Now consider how we would compute a price index for each time period. We would construct a basket of goods and determine the price of that basket in each time period, then adjust prices until that basket has a constant price.

Here, the basket would probably be what people bought in 1940-1950: 1 house, 10,000 meals, and 400 music performances.

In 1950, this basket cost $10,000+$10,000+$100 = $21,000.

In 2000, this basket cost $200,000+$50,000+$400 = $150,400.

This means that our inflation adjustment is $150,400/$21,000 = 7 to 1. This means that we would estimate the real per-capita GDP in 1950 at about $14,700. And indeed, that’s about the actual estimate of real per-capita GDP in 1950.

So, what would we say about productivity?

Sales of houses in 1950 were 1 per person, costing 10,000 worker hours.

Sales of food in 1950 were 10,000 per person, costing 10,000 worker hours.

Sales of music in 1950 were 400 per person, costing 4,000 worker hours.

Worker hours per person are therefore 24,000.

Sales of houses in 2000 were 1 per person, costing 10,000 worker hours.

Sales of food in 2000 were 10,000 per person, costing 1,000 worker hours.

Sales of music in 2000 were 250,000 per person, costing 25,000 worker hours.

Worker hours per person are therefore 36,000.
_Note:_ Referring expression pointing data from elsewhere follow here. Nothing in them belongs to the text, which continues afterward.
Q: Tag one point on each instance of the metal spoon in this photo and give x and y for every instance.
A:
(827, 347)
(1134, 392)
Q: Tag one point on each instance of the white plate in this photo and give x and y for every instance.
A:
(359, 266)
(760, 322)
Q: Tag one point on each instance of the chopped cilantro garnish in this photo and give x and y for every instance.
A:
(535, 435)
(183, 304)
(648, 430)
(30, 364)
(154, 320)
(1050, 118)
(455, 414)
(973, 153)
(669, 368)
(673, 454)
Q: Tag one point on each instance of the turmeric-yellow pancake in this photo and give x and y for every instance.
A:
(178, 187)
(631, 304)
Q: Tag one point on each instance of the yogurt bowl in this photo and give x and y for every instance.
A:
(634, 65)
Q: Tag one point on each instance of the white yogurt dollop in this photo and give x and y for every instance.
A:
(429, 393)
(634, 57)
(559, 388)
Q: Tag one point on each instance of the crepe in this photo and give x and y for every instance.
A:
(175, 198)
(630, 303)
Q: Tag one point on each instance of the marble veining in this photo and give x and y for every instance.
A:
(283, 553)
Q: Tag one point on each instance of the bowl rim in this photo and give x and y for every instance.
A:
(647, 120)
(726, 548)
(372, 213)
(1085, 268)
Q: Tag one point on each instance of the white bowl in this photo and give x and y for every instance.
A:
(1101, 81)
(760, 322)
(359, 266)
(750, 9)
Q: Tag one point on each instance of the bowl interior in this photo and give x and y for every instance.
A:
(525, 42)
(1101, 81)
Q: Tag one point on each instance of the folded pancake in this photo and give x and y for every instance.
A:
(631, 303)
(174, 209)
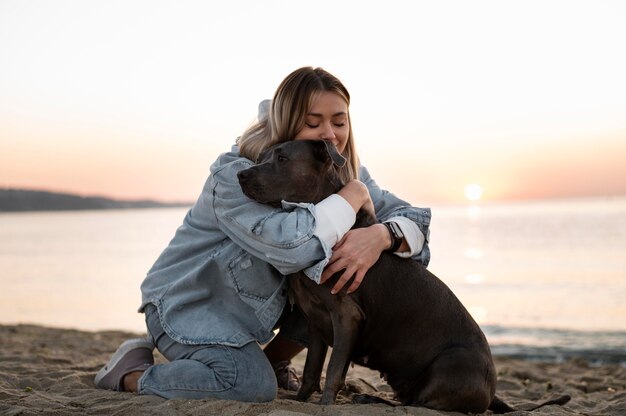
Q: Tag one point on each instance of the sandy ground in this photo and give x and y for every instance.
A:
(50, 371)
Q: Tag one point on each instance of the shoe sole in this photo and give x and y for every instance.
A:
(128, 345)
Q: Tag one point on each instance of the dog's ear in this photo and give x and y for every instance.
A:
(333, 153)
(263, 155)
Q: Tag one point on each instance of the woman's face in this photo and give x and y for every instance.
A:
(327, 119)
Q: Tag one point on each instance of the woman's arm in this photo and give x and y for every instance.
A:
(284, 237)
(359, 249)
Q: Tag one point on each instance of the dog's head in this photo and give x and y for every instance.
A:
(294, 171)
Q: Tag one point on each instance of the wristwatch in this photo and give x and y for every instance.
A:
(396, 235)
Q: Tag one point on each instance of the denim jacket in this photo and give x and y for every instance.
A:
(221, 278)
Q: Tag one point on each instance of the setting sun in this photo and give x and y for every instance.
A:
(473, 192)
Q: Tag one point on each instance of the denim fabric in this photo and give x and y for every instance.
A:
(206, 371)
(221, 278)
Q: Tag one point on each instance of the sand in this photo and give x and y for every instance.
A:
(50, 371)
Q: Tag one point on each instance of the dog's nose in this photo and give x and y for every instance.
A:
(243, 174)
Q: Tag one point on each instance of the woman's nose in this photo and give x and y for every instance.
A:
(328, 132)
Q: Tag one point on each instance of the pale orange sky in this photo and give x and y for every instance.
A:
(135, 99)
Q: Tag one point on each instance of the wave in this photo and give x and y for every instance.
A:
(557, 345)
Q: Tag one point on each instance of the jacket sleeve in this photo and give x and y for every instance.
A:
(387, 206)
(283, 237)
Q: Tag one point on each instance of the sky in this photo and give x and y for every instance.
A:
(135, 99)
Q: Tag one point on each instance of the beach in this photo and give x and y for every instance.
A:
(46, 370)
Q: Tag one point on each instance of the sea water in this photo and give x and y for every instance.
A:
(545, 280)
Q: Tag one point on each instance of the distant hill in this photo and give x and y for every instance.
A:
(14, 200)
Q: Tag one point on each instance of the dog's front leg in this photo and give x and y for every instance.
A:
(346, 326)
(313, 365)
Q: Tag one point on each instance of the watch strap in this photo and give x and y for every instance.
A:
(396, 238)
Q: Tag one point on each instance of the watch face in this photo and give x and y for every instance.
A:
(397, 232)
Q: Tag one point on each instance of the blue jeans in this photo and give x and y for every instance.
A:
(206, 371)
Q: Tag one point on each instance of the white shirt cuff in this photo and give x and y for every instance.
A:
(334, 217)
(412, 234)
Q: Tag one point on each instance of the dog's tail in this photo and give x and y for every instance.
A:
(498, 406)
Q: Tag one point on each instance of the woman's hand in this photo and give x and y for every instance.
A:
(356, 252)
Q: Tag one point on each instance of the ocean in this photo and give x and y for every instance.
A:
(546, 280)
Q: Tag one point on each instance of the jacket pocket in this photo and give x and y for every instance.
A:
(254, 280)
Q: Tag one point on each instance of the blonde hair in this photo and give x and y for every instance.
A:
(287, 116)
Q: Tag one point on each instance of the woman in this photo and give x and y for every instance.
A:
(218, 290)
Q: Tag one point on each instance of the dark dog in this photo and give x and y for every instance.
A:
(402, 321)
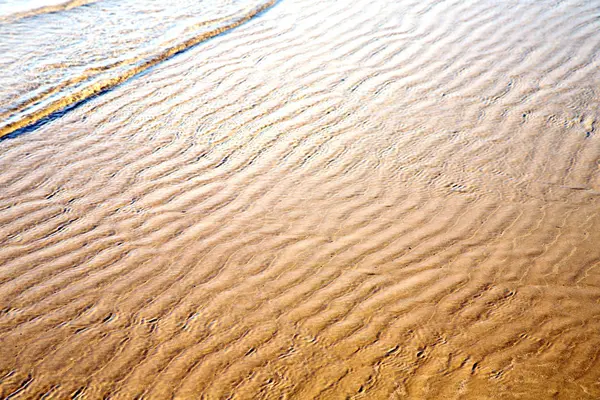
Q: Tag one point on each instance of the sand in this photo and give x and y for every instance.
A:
(335, 200)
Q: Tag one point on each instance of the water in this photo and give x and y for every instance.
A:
(59, 55)
(362, 199)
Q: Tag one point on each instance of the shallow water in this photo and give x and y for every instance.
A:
(362, 199)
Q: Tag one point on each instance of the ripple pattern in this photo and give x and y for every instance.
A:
(362, 199)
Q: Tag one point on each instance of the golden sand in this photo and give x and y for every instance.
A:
(336, 200)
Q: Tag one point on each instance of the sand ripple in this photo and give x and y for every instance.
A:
(362, 199)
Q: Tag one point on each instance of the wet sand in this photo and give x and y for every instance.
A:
(363, 199)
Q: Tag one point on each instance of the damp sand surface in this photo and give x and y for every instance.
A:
(363, 199)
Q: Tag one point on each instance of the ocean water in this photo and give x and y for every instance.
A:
(308, 199)
(57, 54)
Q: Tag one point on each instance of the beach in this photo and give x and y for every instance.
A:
(301, 199)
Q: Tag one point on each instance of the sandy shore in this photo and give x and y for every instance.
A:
(363, 199)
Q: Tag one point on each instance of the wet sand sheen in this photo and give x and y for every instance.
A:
(367, 199)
Therefore we would estimate that productivity rose from $14,700/24,000 = $0.61 per worker-hour to $50,000/36,000 = $1.40 per worker-hour. This is an annual growth rate of about 1.7%, which is again, pretty close to the actual estimate of productivity growth. For such a highly stylized model, my figures are doing remarkably well. (Honestly, better than I thought they would!)

But think about how much actual productivity rose, at least in the industries where it did.
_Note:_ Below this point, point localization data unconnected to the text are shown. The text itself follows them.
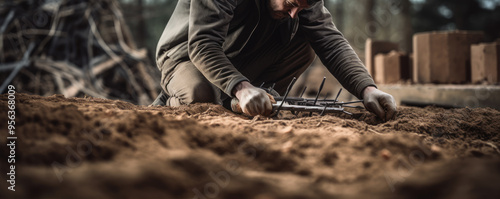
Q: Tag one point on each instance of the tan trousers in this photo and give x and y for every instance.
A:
(273, 63)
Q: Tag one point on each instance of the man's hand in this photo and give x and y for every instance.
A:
(253, 101)
(380, 103)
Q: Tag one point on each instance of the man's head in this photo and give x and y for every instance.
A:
(281, 9)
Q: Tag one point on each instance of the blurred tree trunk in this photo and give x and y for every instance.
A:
(142, 33)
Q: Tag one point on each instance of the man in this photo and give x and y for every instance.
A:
(213, 50)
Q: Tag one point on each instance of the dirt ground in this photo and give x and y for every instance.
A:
(96, 148)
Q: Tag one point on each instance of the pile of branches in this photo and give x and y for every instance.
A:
(73, 47)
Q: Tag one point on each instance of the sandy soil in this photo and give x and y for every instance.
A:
(95, 148)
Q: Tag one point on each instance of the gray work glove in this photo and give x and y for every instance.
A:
(380, 103)
(252, 100)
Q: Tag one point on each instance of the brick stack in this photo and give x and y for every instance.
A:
(485, 61)
(443, 57)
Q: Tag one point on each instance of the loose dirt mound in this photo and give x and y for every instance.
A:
(95, 148)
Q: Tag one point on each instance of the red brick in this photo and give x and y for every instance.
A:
(443, 57)
(485, 62)
(373, 48)
(391, 68)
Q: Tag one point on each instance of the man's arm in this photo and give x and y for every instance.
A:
(208, 25)
(341, 60)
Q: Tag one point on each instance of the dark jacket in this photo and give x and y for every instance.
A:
(209, 32)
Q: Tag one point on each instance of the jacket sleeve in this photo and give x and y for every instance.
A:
(208, 25)
(333, 49)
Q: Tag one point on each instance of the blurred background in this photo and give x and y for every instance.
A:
(389, 20)
(106, 48)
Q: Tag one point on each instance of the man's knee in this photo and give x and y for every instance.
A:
(200, 92)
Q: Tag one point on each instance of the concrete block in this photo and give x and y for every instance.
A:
(391, 68)
(443, 57)
(485, 62)
(373, 48)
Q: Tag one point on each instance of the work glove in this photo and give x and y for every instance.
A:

We produce 10 times as much food per worker hour after 50 years, which is an annual growth rate of 4.7%, or three times the estimated growth rate.

We produce 10,000 times as much music per worker hour after 50 years, which is an annual growth rate of over 20%, or almost twelve times the estimated growth rate.
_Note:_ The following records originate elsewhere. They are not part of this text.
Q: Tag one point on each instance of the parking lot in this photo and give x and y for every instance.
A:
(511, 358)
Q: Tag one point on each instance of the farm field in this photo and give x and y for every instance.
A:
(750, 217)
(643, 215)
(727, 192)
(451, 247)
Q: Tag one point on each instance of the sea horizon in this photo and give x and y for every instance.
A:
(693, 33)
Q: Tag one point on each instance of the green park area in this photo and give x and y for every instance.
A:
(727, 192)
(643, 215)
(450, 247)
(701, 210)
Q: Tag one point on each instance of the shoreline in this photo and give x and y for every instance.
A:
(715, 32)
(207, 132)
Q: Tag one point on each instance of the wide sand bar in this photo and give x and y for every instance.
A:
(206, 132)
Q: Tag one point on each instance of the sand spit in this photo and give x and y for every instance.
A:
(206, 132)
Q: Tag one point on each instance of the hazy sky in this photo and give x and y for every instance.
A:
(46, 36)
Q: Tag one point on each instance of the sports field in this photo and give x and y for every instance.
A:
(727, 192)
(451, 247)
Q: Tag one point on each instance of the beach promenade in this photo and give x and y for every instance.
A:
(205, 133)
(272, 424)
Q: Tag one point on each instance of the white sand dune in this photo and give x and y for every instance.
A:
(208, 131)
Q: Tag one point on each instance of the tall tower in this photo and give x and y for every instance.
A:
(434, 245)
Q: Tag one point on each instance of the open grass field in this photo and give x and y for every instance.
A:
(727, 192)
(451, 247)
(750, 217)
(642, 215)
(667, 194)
Moreover, should music producers be worried about losing their jobs to automation? Absolutely! People simply won’t be able to listen to much more music than they already are, so any continued increases in music productivity are going to make musicians lose jobs. And that was already allowing for music consumption to increase by a factor of over 600.

Of course, the real world has a lot more industries than this, and everything is a lot more complicated. We do actually substitute across some of those industries, unlike in this model.

But I hope I’ve gotten at least the basic point across that when things become drastically cheaper as technological progress often does, simply adjusting for inflation doesn’t do the job. One dollar of music today isn’t the same thing as one dollar of music a century ago, even if you inflation-adjust their dollars to match ours. We ought to be measuring in hours of music; an hour of music is much the same thing as an hour of music a century ago.

And likewise, that secretary/weather forecaster/news reporter/accountant/musician/filmmaker in your pocket that you call a “smartphone” really ought to be counted as more than just a simple inflation adjustment on its market price. The fact that it is mind-bogglingly cheaper to get these services than it used to be is the technological progress we care about; it’s not some statistical artifact to be removed by proper measurement.

Combine that with actually measuring the hours of real, productive work, and I think you’ll find that productivity is still rising quite rapidly, and that we should still be worried about what automation is going to do to our jobs.